Wanted: topic management, declarative #101

solsson · 2017-11-27T14:37:02Z

We're a small team with a small set of kafka topics and clients, but already we need a self-documenting way to create and update topics.

Use cases:

Ensure that a topic exists in minikube, or docker-compose, during development.
Ensure that a topic exists in production during service provisionting in Kubernetes.
Edit retention.ms.
Knowing if the topic was created with key and/or value scemas in mind.

Using kafka-topics.sh or the java api ok for testing, but for instance with production topics we want to create them with 1 replica during dev and >=3 in a real ckluster.

An option is to use helm for topic creation manifests. I've searched for best practices, like tooling other organizations use, but with no luck. I imagine most teams will want to document their kafka topics, beyond a naming convention.

The text was updated successfully, but these errors were encountered:

BenjaminDavison · 2017-12-05T13:14:33Z

We are thinking about using terraform for this: https://github.com/packetloop/terraform-provider-kafka

DanielFerreiraJorge · 2017-12-10T16:47:53Z

Maybe this: https://github.com/nbogojevic/kafka-operator

solsson · 2017-12-11T17:45:57Z

My current best bet is to rely on auto.create.topics.enable=true + default.replication.factor and a naming convention (some ideas here).

I found that during stream processing it's a quite legitimate use case to want to add new topics dynamically. For example in log processing you could split on kubernetes namespace, and those may pop up while your streams app is running.

solsson · 2017-12-13T21:11:46Z

I've tried to summarize my confusion by closing various open investigations. What surprised me the most was the insight(?) that Schema Registry doesn't help.
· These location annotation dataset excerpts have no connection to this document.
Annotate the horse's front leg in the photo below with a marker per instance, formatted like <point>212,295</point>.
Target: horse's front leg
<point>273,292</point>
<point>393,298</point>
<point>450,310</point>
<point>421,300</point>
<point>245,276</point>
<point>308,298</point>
At Yolean we store all our persistent data in Kafka. Some of it has the integrity requirements you'd normally entrust a relational database. If validation is supported at the API level when producing, we'll make design choices based on the type of data (rather than time constraints / laziness).

Now I suspect we won't get that far without in-house libs - a maintenance effort we can't depend on, given the rapid evolution of Kafka APIs.

Validation can still be simple enough, if schemas are available as files. We already use json-schema in some core producers using Node.js. Files have the added benefit that they get the same versioning and release cycle as the services they share repository with.

We do need a little bit of tooling to copy schema files, be they Avro or JSON or Protobuf, to the source folders of the services that depend on them. Due to Docker build contexts we can't pull them from a parent folder.

We still don't enforce anything, but luckily there's a compelling alternative: Monitoring (explored in #49 and #93). Consumer services can export counters on the number of messages they had to drop due to invalidity, or even if they don't we can look at generic failure rates. We can catch errors that schemas can't: the other day we had misbehaving client-side code that led to an increase in messages/second to a topic by a factor 100.

We can also write dedicated validation services, whose sole purpose is to expose metrics. This is where naming conventions might matter. Let's say that topic names ending with a dash followed by digits indicate a version number. It'd be quite easy to spot, based on a topic listing and the bytes or message rates reported by broker JMX, that we have some service producing to an old version of a topic.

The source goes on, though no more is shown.